While it can monitor actions around escalations of risk, the Mental Health Commission says it has no legal power to enforce any action.

Minister of State for Mental Health and Older People Mary Butler has welcomed the report and has noted that "extensive engagement" between her department, the HSE, and the commission regarding the findings of the interim report continues to take place.

"It is essential that the review of open cases takes place to ensure that all children and young people are receiving the appropriate care they need," she said.

'Major CAMHS improvement process under way'

While the report raises serious concerns, it does point out that some parents spoke about "excellent care that their child received" once accepted from waiting lists and about the support they received as parents.

HSE Chief Operations Officer Damien McCallion said the HSE has "a major CAMHS improvement process under way".

"The HSE engaged with the Inspector of Mental Health Services in the course of her work and where specific concerns were identified, we immediately put in place targeted actions plans to address them. In the case of all children where concerns have been raised by the MHC in their report, these have been managed directly by the service caring for them."

Ultimately, as is pointed out in the report, all children have a right to enjoy the highest attainable standard of physical and mental health under the UN Convention on the Rights of the Child.

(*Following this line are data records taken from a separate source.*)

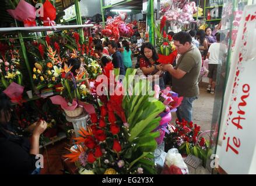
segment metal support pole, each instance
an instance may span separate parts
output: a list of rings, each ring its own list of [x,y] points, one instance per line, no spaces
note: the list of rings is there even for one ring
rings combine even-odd
[[[151,12],[151,44],[155,46],[155,27],[154,27],[154,0],[150,0]]]
[[[83,24],[82,23],[81,13],[80,12],[80,6],[78,0],[75,0],[75,9],[76,10],[76,17],[78,24]],[[83,37],[83,28],[79,28],[79,33],[80,35],[80,40],[83,42],[85,41],[85,38]]]
[[[34,90],[34,83],[33,82],[32,73],[31,71],[30,66],[29,65],[29,59],[27,59],[27,53],[26,52],[27,50],[24,43],[23,38],[22,37],[22,34],[20,31],[18,31],[18,35],[20,42],[20,47],[22,48],[22,53],[23,55],[24,62],[25,62],[26,66],[27,67],[31,85],[32,85],[32,88],[33,90]]]
[[[103,23],[103,28],[105,28],[105,16],[104,16],[104,9],[103,9],[103,0],[100,0],[100,9],[101,10],[101,16],[102,16],[102,22]]]

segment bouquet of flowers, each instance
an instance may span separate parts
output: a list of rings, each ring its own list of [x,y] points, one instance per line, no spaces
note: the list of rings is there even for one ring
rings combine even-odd
[[[172,63],[177,55],[177,50],[172,41],[172,37],[167,35],[163,31],[162,32],[166,22],[166,17],[164,16],[161,20],[160,26],[155,27],[157,35],[156,39],[156,49],[158,52],[158,62],[163,64]]]
[[[6,88],[12,82],[22,84],[22,74],[19,70],[20,56],[17,49],[8,49],[0,43],[0,88]]]
[[[176,148],[182,154],[191,153],[201,159],[205,166],[207,158],[212,152],[209,142],[202,137],[202,134],[208,131],[202,132],[200,126],[184,120],[182,122],[176,120],[174,126],[169,126],[169,130],[171,133],[166,136],[166,148]]]
[[[107,79],[114,76],[114,67],[110,62],[103,69]],[[134,76],[136,70],[128,69],[128,74]],[[109,82],[109,81],[108,81]],[[96,90],[100,84],[106,91],[99,95]],[[102,85],[102,84],[101,84]],[[108,88],[114,85],[113,94]],[[75,138],[75,146],[64,156],[79,164],[80,174],[155,174],[153,152],[157,144],[155,138],[159,133],[152,132],[159,125],[158,115],[164,109],[163,104],[156,99],[149,101],[149,94],[142,95],[146,83],[140,81],[131,91],[124,90],[119,81],[111,85],[96,80],[92,91],[99,101],[99,112],[90,115],[91,124],[81,128],[80,136]],[[129,87],[127,86],[126,87]],[[138,95],[120,94],[140,90]]]

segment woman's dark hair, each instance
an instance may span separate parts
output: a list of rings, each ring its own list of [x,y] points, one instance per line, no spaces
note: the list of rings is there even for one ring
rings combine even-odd
[[[127,51],[127,52],[129,52],[130,50],[130,45],[129,44],[129,42],[126,40],[122,40],[122,46],[125,47],[125,49]]]
[[[192,37],[194,37],[195,36],[195,34],[197,34],[197,31],[195,30],[191,30],[188,33],[190,34],[190,36]]]
[[[95,39],[93,40],[94,45],[97,45],[99,43],[102,44],[102,41],[100,39]]]
[[[175,33],[173,31],[169,31],[168,33],[168,35],[170,35],[171,37],[173,37],[175,35]]]
[[[192,38],[190,34],[185,31],[181,31],[173,37],[173,40],[178,41],[181,44],[185,44],[186,42],[188,42],[190,44],[192,42]]]
[[[70,70],[74,76],[76,76],[76,70],[79,69],[81,66],[81,61],[78,58],[70,58],[66,62],[68,66],[72,66],[72,68]]]
[[[208,29],[208,28],[210,28],[211,29],[211,30],[212,30],[212,28],[211,28],[211,27],[206,27],[205,29],[205,33],[206,33],[206,30],[207,30],[207,29]]]
[[[152,55],[152,59],[153,60],[156,61],[158,60],[158,55],[156,52],[156,49],[155,49],[155,47],[153,46],[152,44],[150,42],[145,42],[141,46],[141,55],[142,55],[142,58],[145,59],[147,62],[149,61],[149,59],[146,57],[146,56],[144,54],[144,49],[146,48],[152,51],[153,55]]]
[[[204,30],[198,30],[197,31],[197,35],[198,36],[198,38],[199,38],[200,41],[200,44],[202,44],[204,41],[205,40],[205,33]]]
[[[102,44],[99,43],[95,46],[94,49],[96,51],[103,52],[103,46],[102,45]]]
[[[115,41],[110,41],[108,43],[108,45],[111,45],[112,48],[115,48],[116,50],[117,50],[117,49],[118,48],[117,44]]]
[[[2,92],[0,92],[0,113],[3,112],[5,120],[7,121],[12,112],[12,105],[9,98]]]

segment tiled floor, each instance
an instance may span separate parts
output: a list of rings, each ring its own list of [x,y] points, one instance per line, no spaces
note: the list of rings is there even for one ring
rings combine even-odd
[[[61,162],[61,156],[65,154],[65,146],[68,146],[69,142],[68,140],[63,140],[54,145],[47,146],[46,151],[43,148],[44,156],[44,168],[41,170],[41,174],[62,174],[64,168]],[[47,153],[48,162],[47,162]]]

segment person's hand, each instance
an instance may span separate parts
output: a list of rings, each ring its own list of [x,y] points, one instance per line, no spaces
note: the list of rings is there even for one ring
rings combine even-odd
[[[26,128],[25,131],[29,131],[30,133],[33,133],[33,131],[34,131],[37,124],[37,121],[34,122],[33,124],[31,124],[27,128]]]
[[[40,120],[37,121],[34,131],[33,131],[33,135],[36,136],[39,136],[42,134],[47,127],[47,123],[45,121]]]
[[[162,64],[160,65],[157,65],[156,66],[156,69],[157,69],[158,70],[163,70],[163,65],[162,65]]]
[[[170,64],[165,65],[163,67],[163,70],[169,71],[169,70],[170,70],[173,68],[173,66]]]

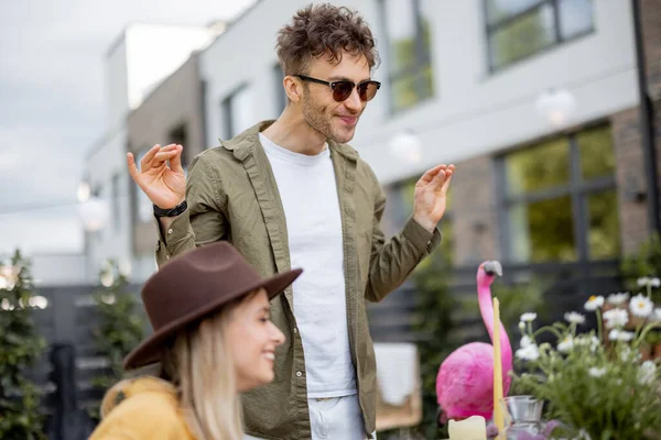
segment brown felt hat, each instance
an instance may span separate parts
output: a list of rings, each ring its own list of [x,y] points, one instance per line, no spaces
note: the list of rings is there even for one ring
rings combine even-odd
[[[225,241],[196,248],[171,260],[142,288],[142,302],[154,332],[129,353],[124,369],[159,362],[163,345],[177,331],[260,287],[271,299],[292,284],[301,272],[293,270],[262,278]]]

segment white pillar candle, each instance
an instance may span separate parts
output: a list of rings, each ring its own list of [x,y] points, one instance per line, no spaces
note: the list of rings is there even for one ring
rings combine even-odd
[[[481,416],[449,420],[449,440],[487,440],[487,422]]]

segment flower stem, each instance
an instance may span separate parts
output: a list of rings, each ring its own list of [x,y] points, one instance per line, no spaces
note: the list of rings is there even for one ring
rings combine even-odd
[[[599,338],[599,343],[604,343],[604,323],[602,321],[602,309],[597,309],[597,338]]]

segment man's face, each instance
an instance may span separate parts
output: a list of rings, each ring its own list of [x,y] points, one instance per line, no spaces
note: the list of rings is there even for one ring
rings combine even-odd
[[[314,58],[306,76],[329,82],[349,80],[359,84],[370,79],[367,58],[346,53],[339,64],[328,62],[325,56]],[[333,99],[330,87],[305,81],[301,105],[303,117],[310,127],[327,139],[346,143],[354,138],[356,124],[367,102],[360,100],[356,88],[346,100],[337,102]]]

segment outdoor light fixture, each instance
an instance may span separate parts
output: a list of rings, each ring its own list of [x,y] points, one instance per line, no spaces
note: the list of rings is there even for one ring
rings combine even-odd
[[[576,98],[567,90],[552,88],[540,95],[535,108],[551,127],[560,129],[566,127],[574,117]]]
[[[412,130],[397,133],[388,143],[390,154],[403,162],[418,164],[422,160],[422,142]]]

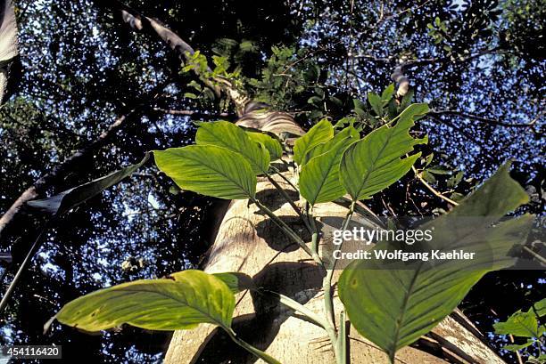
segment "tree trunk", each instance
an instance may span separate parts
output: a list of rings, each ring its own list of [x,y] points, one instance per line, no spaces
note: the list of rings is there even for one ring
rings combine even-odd
[[[252,126],[280,132],[279,125],[293,124],[285,113],[261,114],[262,121]],[[279,117],[282,118],[279,119]],[[265,120],[265,121],[263,121]],[[277,120],[277,121],[276,121]],[[281,122],[279,122],[281,120]],[[244,117],[239,124],[250,126],[255,117]],[[275,125],[275,127],[272,125]],[[300,129],[301,130],[301,129]],[[291,172],[285,172],[291,178]],[[276,176],[277,182],[298,197],[288,183]],[[273,210],[305,241],[310,239],[291,206],[266,180],[259,180],[257,198]],[[302,201],[298,201],[301,206]],[[322,224],[320,249],[332,247],[334,230],[339,229],[346,214],[345,207],[335,203],[320,204],[315,215]],[[355,214],[353,225],[368,225],[366,216]],[[351,248],[351,242],[343,247]],[[353,243],[356,244],[356,243]],[[343,266],[341,267],[343,268]],[[323,315],[322,279],[324,271],[316,265],[298,246],[288,240],[270,220],[261,214],[255,205],[247,200],[232,201],[211,247],[204,271],[208,272],[241,271],[252,277],[259,287],[282,293],[310,310]],[[335,272],[335,281],[341,274]],[[381,272],[377,272],[380,279]],[[335,295],[336,317],[342,303]],[[282,363],[333,363],[334,352],[326,332],[302,317],[282,306],[278,302],[260,294],[243,292],[237,295],[234,330],[244,340],[266,351]],[[339,322],[337,323],[339,326]],[[353,328],[348,330],[349,353],[352,363],[386,363],[386,355],[375,344],[360,336]],[[448,317],[431,337],[418,347],[407,347],[397,353],[401,363],[477,362],[503,363],[480,339],[457,320]],[[167,364],[186,363],[252,363],[255,357],[241,350],[211,325],[201,325],[194,330],[175,332],[166,354]]]

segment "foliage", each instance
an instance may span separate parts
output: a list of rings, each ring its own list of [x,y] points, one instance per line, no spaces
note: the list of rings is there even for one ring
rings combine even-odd
[[[387,89],[387,93],[392,93],[392,88]],[[342,226],[345,230],[358,200],[370,198],[396,182],[419,158],[420,153],[417,153],[401,159],[411,152],[415,145],[426,142],[426,139],[411,137],[410,129],[414,126],[414,121],[427,111],[426,104],[410,105],[361,140],[352,126],[335,135],[332,124],[322,120],[298,138],[294,145],[294,166],[301,170],[300,193],[313,206],[338,198],[345,193],[345,187],[352,198]],[[295,307],[322,327],[330,338],[336,362],[345,364],[346,333],[338,330],[327,319],[334,314],[333,298],[327,292],[332,289],[336,258],[328,256],[324,251],[320,255],[318,240],[320,231],[314,222],[312,210],[304,217],[294,201],[290,201],[302,218],[311,219],[310,248],[256,198],[255,174],[269,175],[269,152],[263,144],[256,143],[244,129],[227,122],[200,124],[196,143],[155,150],[158,167],[182,189],[222,198],[248,198],[326,271],[325,319],[289,299],[280,302]],[[255,168],[252,170],[252,166]],[[528,201],[522,188],[509,177],[509,164],[504,165],[452,212],[424,225],[424,229],[434,231],[430,247],[441,252],[465,247],[480,252],[476,259],[463,263],[418,261],[414,265],[397,269],[379,260],[363,260],[352,263],[342,273],[340,297],[352,324],[384,350],[391,362],[394,362],[398,350],[410,344],[443,320],[484,273],[513,263],[509,251],[515,244],[525,241],[531,216],[491,227],[505,214]],[[282,193],[282,189],[274,185]],[[285,193],[282,195],[290,198]],[[459,220],[467,216],[483,219],[475,224]],[[391,244],[380,241],[374,249],[393,250],[395,247]],[[484,246],[487,247],[485,250],[491,251],[491,255],[481,255]],[[376,279],[377,270],[382,271],[379,279]],[[219,277],[229,282],[229,287],[219,277],[193,271],[175,273],[171,279],[140,280],[114,286],[69,303],[56,318],[61,322],[87,330],[110,328],[120,323],[152,329],[191,328],[200,322],[213,323],[224,328],[236,343],[249,352],[267,362],[277,362],[241,342],[230,328],[234,293],[258,288],[249,277],[237,277],[234,273],[223,273]],[[153,315],[147,313],[150,311]]]
[[[500,321],[493,325],[495,333],[500,335],[509,335],[525,338],[524,344],[511,344],[505,345],[502,349],[510,352],[527,350],[530,346],[540,347],[542,344],[542,337],[546,334],[546,326],[541,320],[546,316],[546,298],[533,304],[526,311],[518,310],[509,317],[506,321]],[[529,355],[529,362],[544,362],[544,358],[534,358]]]
[[[117,135],[40,195],[55,195],[136,163],[145,150],[191,142],[195,127],[190,119],[235,117],[233,106],[218,100],[191,72],[179,74],[180,61],[168,47],[153,35],[132,32],[99,2],[14,3],[23,69],[17,97],[0,109],[3,212],[46,171],[135,109]],[[433,111],[448,109],[525,123],[543,110],[541,2],[355,1],[352,9],[351,2],[337,0],[126,3],[167,24],[208,61],[213,55],[227,59],[227,72],[240,69],[236,79],[251,95],[294,112],[304,127],[324,117],[343,124],[337,131],[350,123],[366,133],[380,127],[384,120],[367,94],[376,91],[381,95],[400,61],[419,61],[409,65],[406,75],[416,102],[428,102]],[[427,28],[432,24],[443,31],[435,25],[436,17],[447,29],[439,44]],[[277,56],[273,47],[293,52]],[[486,47],[498,49],[476,56]],[[211,68],[215,67],[211,62]],[[146,98],[153,87],[168,80],[158,97]],[[408,106],[402,104],[397,112]],[[220,112],[227,115],[218,116]],[[431,113],[415,130],[416,137],[422,137],[422,128],[430,138],[428,145],[418,147],[423,157],[415,166],[424,177],[433,176],[429,184],[434,189],[460,201],[504,160],[515,158],[512,176],[531,196],[530,204],[517,214],[540,212],[542,125],[539,117],[534,127],[510,128]],[[427,169],[425,159],[432,150],[428,166],[433,172],[422,171]],[[434,174],[437,167],[447,174]],[[449,181],[460,173],[459,183],[450,187]],[[412,177],[410,174],[366,204],[378,214],[392,209],[400,215],[438,215],[448,210],[444,201]],[[187,190],[170,193],[175,190],[171,187],[171,181],[155,168],[143,167],[134,178],[66,214],[46,234],[31,269],[21,278],[21,289],[4,317],[2,343],[62,344],[67,360],[83,356],[96,362],[160,362],[168,339],[161,333],[126,328],[88,336],[56,325],[43,336],[41,323],[62,303],[104,286],[197,266],[211,243],[211,216],[218,202]],[[45,221],[43,215],[28,213],[23,209],[22,217],[2,233],[2,249],[11,250],[15,263]],[[120,268],[132,258],[145,264],[131,271]],[[7,279],[12,272],[3,271]],[[542,298],[539,278],[538,271],[487,275],[461,309],[480,330],[491,331],[497,320],[492,311],[508,317],[525,300]],[[506,344],[503,336],[492,337],[495,347]],[[501,354],[515,360],[510,353]]]
[[[475,259],[418,260],[400,267],[387,260],[363,260],[343,271],[340,297],[352,325],[385,350],[393,362],[398,350],[449,315],[484,274],[512,265],[511,259],[503,257],[515,244],[525,241],[531,217],[489,228],[491,217],[498,219],[528,200],[523,189],[509,178],[509,167],[505,165],[452,212],[422,227],[434,231],[430,248],[481,252]],[[502,204],[492,204],[500,193]],[[460,221],[461,216],[488,218]],[[484,247],[493,252],[491,256],[482,254]],[[395,243],[388,242],[374,247],[374,250],[397,248]]]

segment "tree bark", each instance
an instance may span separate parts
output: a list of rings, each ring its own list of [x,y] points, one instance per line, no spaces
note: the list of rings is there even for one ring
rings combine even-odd
[[[269,122],[254,125],[271,128],[275,114],[269,113]],[[290,117],[277,113],[283,123]],[[262,115],[262,120],[267,120]],[[244,121],[246,120],[246,121]],[[248,118],[243,118],[244,123]],[[292,122],[294,123],[294,122]],[[299,128],[295,123],[293,128]],[[300,129],[301,130],[301,129]],[[278,133],[277,129],[275,132]],[[290,172],[285,176],[292,178]],[[275,177],[287,193],[296,199],[296,192],[283,179]],[[304,240],[308,232],[291,206],[266,180],[259,181],[257,198],[272,209]],[[302,201],[298,201],[302,206]],[[315,215],[322,224],[322,252],[332,247],[334,230],[339,229],[346,209],[335,203],[320,204]],[[355,215],[354,226],[366,225],[370,220]],[[353,242],[352,244],[358,244]],[[351,242],[343,244],[351,248]],[[247,200],[232,201],[216,235],[204,271],[208,272],[240,271],[253,278],[259,287],[282,293],[323,315],[323,270],[308,259],[298,246],[288,240],[255,205]],[[335,281],[341,274],[335,272]],[[377,272],[381,279],[381,272]],[[343,307],[335,296],[336,317]],[[237,295],[234,330],[256,347],[283,363],[333,363],[335,357],[326,332],[303,320],[278,302],[260,294],[244,292]],[[339,322],[337,322],[339,326]],[[354,328],[348,330],[349,353],[352,363],[387,363],[386,355],[374,344],[360,336]],[[436,328],[433,336],[418,343],[418,347],[407,347],[397,353],[401,363],[476,362],[484,364],[503,361],[479,338],[457,320],[448,317]],[[166,354],[167,364],[187,363],[252,363],[261,362],[240,350],[221,330],[211,325],[201,325],[194,330],[175,332]]]

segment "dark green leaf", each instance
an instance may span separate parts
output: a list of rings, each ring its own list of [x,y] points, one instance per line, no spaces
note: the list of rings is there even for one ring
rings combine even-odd
[[[368,93],[368,101],[372,107],[372,109],[378,117],[383,116],[383,102],[381,97],[376,93]]]
[[[334,201],[345,193],[339,181],[339,164],[343,151],[355,140],[348,136],[337,142],[302,167],[300,192],[311,206]]]
[[[334,137],[334,126],[327,120],[323,119],[311,127],[305,135],[301,136],[295,141],[294,145],[294,160],[301,165],[303,158],[313,147],[326,142]]]
[[[535,303],[534,307],[538,317],[546,315],[546,298]]]
[[[402,113],[403,114],[403,113]],[[412,117],[400,117],[394,126],[385,125],[351,145],[341,162],[342,184],[354,200],[368,198],[401,178],[421,153],[401,159],[416,144],[409,132]]]
[[[519,310],[514,312],[506,321],[493,324],[496,334],[513,335],[522,337],[539,337],[543,327],[539,330],[538,320],[532,309],[527,311]]]
[[[389,263],[380,260],[361,260],[342,273],[339,295],[351,322],[391,358],[450,314],[484,273],[513,263],[508,252],[525,241],[532,216],[492,227],[528,201],[525,190],[509,177],[509,164],[503,166],[451,213],[420,227],[434,228],[426,251],[464,247],[484,254],[471,260],[418,261],[402,269],[389,269]],[[461,219],[468,216],[475,220]],[[400,246],[380,242],[374,250],[393,248]]]
[[[327,152],[328,150],[331,150],[332,148],[334,148],[335,144],[337,144],[338,142],[340,142],[341,141],[348,137],[352,138],[352,142],[356,142],[357,140],[359,140],[360,138],[360,134],[359,133],[359,132],[356,131],[354,127],[347,126],[346,128],[343,129],[338,133],[336,133],[334,136],[334,138],[330,139],[328,142],[321,142],[320,144],[315,146],[312,150],[310,150],[305,155],[305,158],[303,158],[303,161],[302,162],[302,164],[304,166],[313,157],[319,156],[321,154]]]
[[[393,98],[393,93],[394,84],[391,84],[385,90],[383,90],[383,93],[381,93],[381,100],[383,100],[384,101],[388,101]]]

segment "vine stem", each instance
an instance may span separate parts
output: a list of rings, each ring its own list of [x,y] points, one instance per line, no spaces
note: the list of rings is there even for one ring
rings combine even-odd
[[[309,248],[309,247],[307,247],[305,245],[305,242],[302,239],[302,238],[300,238],[298,236],[298,234],[296,234],[291,228],[290,226],[286,225],[286,223],[282,221],[281,219],[278,218],[278,216],[277,216],[275,214],[275,213],[273,213],[273,211],[269,210],[267,206],[265,206],[261,202],[260,202],[259,200],[257,200],[254,198],[251,198],[251,201],[252,201],[254,204],[256,204],[256,206],[258,206],[258,208],[260,208],[261,211],[263,211],[268,216],[269,216],[269,218],[275,222],[277,223],[277,225],[283,231],[283,232],[290,239],[292,239],[297,245],[300,246],[300,247],[302,247],[305,253],[307,253],[310,256],[313,256],[313,254],[311,252],[311,250]]]
[[[351,219],[352,218],[352,214],[354,214],[354,208],[356,206],[356,201],[351,202],[351,206],[349,207],[349,211],[345,215],[345,219],[342,224],[342,231],[347,230],[349,223],[351,222]],[[339,248],[341,249],[343,246],[340,244]],[[335,267],[337,265],[337,259],[333,258],[330,262],[330,266],[327,269],[327,276],[323,280],[323,290],[324,290],[324,308],[325,313],[327,316],[327,321],[332,328],[333,333],[328,332],[330,336],[330,341],[332,341],[332,345],[334,346],[334,352],[335,354],[335,360],[337,364],[345,364],[347,362],[347,354],[346,350],[344,348],[345,338],[341,337],[342,336],[345,336],[344,327],[342,328],[342,325],[344,325],[344,315],[342,314],[340,316],[340,330],[339,334],[336,336],[335,333],[335,311],[334,310],[334,296],[332,295],[332,279],[334,278],[334,272],[335,271]]]
[[[257,349],[257,348],[253,347],[252,345],[251,345],[250,344],[248,344],[244,340],[241,339],[239,336],[237,336],[236,332],[233,331],[233,329],[231,328],[222,327],[222,328],[228,333],[228,335],[229,336],[231,340],[233,340],[237,345],[241,346],[242,348],[244,348],[247,352],[256,355],[258,358],[261,359],[266,363],[268,363],[268,364],[281,364],[281,362],[278,361],[277,359],[275,359],[272,356],[263,352],[260,349]]]
[[[273,186],[275,186],[275,188],[277,190],[278,190],[278,191],[280,192],[280,194],[283,196],[283,198],[285,198],[285,199],[290,204],[290,206],[292,206],[292,208],[294,209],[294,211],[295,211],[295,213],[298,214],[298,216],[300,216],[300,218],[302,219],[302,221],[303,221],[303,223],[305,224],[305,227],[307,228],[307,230],[309,231],[309,232],[312,232],[311,231],[311,227],[309,224],[309,222],[303,217],[303,214],[302,214],[302,211],[300,210],[300,208],[296,206],[296,204],[294,203],[294,201],[292,200],[292,198],[290,198],[290,196],[288,196],[288,194],[286,193],[286,191],[285,190],[285,189],[283,189],[277,182],[277,181],[275,181],[269,174],[265,173],[266,177],[268,178],[268,180],[271,182],[271,184],[273,184]]]

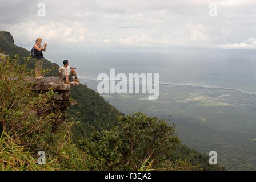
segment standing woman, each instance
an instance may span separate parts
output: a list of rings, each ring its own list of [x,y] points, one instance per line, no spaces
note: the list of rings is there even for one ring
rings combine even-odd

However, Dr Susan Finnerty said this right may have been breached for many children with mental illness in the CHOs reviewed to date.

Dr Finnerty's work is continuing with her examination of the remaining four CHO CAMHS, which will involve further meetings with young people, parents and stakeholders before her final report is published later this year.

Parents or guardians with concerns or queries about children currently attending CAMHS can contact their child's team directly, or they can call HSELive at 1800 700 700.